El funcionario identificó a La Línea como uno de los grupos con mayor presencia en ese territorio y señaló que también se ha detectado la incursión de Los Cabrera, organización procedente de Durango. Atribuyó a la confrontación entre ambas estructuras parte de los episodios violentos registrados recientemente en la zona.
Sáenz Soto calificó las agresiones como “actos terroristas” y sostuvo que las autoridades no permitirán que las organizaciones delictivas impongan condiciones en las carreteras o poblaciones del oriente del estado.
“No podemos dejar que la violencia tome el control de nuestras carreteras ni de nuestros municipios”, manifestó.
El ataque ocurrió cuando la aeronave de la Secretaría de Seguridad Pública del Estado (SSPE) realizaba labores de vigilancia aérea en el área fronteriza entre Coyame y Ojinaga. Los disparos alcanzaron la unidad y dejaron lesionado a un elemento que viajaba como observador.
El agente permanece internado y recibe atención médica especializada, mientras que los demás integrantes de la tripulación resultaron ilesos.

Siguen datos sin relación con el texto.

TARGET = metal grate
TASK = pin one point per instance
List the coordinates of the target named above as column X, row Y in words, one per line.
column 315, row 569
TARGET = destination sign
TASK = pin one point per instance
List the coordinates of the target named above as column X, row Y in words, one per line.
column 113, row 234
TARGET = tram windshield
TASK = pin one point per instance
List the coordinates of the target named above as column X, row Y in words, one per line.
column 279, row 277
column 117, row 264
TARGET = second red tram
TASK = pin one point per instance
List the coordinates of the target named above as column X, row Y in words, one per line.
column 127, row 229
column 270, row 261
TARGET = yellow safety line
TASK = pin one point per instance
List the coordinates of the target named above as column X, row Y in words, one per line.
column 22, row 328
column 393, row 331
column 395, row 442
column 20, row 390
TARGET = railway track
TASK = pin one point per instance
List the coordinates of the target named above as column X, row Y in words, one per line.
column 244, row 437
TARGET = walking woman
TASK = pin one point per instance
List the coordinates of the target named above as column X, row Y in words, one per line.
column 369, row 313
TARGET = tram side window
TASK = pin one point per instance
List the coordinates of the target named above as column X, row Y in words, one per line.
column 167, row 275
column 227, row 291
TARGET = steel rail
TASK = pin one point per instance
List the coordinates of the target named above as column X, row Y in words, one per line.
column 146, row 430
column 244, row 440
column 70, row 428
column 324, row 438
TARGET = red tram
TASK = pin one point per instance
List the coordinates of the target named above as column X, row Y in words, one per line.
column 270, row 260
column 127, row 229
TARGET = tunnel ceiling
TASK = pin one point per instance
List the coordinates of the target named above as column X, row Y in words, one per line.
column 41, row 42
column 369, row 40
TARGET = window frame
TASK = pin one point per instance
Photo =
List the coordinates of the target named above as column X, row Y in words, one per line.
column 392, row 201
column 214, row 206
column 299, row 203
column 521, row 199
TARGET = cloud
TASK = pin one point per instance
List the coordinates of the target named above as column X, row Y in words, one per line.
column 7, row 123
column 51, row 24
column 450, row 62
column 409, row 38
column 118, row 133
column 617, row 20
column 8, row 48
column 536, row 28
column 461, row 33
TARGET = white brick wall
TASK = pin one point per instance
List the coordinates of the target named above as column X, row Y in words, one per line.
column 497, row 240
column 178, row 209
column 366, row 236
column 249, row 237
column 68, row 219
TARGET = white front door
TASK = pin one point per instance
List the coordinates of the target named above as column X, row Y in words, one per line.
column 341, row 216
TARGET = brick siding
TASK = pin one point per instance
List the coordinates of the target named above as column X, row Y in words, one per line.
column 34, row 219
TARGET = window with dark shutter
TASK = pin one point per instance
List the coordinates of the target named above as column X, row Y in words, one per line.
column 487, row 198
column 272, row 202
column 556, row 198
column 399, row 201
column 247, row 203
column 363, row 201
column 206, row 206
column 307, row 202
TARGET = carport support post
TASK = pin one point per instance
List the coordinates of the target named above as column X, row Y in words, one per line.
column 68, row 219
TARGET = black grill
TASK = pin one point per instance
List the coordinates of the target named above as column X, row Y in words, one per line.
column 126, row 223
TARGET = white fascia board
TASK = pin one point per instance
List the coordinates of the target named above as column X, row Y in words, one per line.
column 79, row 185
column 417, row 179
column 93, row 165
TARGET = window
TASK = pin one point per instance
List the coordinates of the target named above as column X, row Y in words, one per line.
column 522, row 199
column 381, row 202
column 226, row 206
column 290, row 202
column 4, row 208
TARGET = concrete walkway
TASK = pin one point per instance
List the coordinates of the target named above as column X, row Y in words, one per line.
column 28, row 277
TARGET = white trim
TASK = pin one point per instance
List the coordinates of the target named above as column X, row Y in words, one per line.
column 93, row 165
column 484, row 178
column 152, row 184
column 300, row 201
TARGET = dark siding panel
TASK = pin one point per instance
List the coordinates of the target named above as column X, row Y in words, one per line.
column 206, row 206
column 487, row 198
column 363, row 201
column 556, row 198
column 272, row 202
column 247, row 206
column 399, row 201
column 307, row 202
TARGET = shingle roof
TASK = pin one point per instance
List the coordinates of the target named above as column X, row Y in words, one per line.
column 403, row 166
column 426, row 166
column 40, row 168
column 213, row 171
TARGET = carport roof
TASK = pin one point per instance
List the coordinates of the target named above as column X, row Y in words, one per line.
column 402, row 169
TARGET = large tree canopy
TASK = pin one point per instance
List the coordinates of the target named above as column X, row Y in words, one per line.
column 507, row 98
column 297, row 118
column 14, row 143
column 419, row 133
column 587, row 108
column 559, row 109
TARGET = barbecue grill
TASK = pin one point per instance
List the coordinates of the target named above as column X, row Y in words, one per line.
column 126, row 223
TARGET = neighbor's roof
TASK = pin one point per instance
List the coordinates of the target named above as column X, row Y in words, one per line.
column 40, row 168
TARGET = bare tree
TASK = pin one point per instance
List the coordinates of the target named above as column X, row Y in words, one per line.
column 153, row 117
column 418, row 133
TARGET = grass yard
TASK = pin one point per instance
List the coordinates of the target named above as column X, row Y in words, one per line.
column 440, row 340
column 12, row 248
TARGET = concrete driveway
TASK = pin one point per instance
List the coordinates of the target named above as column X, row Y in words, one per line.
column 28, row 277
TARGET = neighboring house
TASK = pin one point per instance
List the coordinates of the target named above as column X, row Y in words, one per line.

La investigación busca establecer ahora desde qué punto se efectuaron los disparos, qué armamento fue utilizado y quiénes participaron en la agresión. La Agencia Estatal de Investigación (AEI) trabaja en la zona junto con personal de la SSPE y elementos de la Secretaría de la Defensa Nacional (Sedena).
Las diligencias se concentran en el tramo de terracería que comunica el Rancho La Aurora con Coyame, donde se lleva a cabo la localización y procesamiento de indicios que puedan aportar información sobre el ataque.
El fiscal también fue cuestionado sobre la reciente captura, por autoridades federales, de un presunto jefe criminal con operaciones en el corredor Aldama-Ojinaga-Coyame y hacia el Valle de Juárez. Señaló que, hasta ahora, la Fiscalía no cuenta con elementos para afirmar que exista una relación entre esa detención y la agresión contra la aeronave.
Sobre las armas empleadas, evitó adelantar conclusiones debido a que las evidencias permanecen bajo análisis. Indicó que los resultados periciales permitirán precisar las características del ataque conforme avance la carpeta de investigación.
Mientras se desarrollan las indagatorias, las corporaciones de seguridad mantienen presencia en la región oriente de Chihuahua.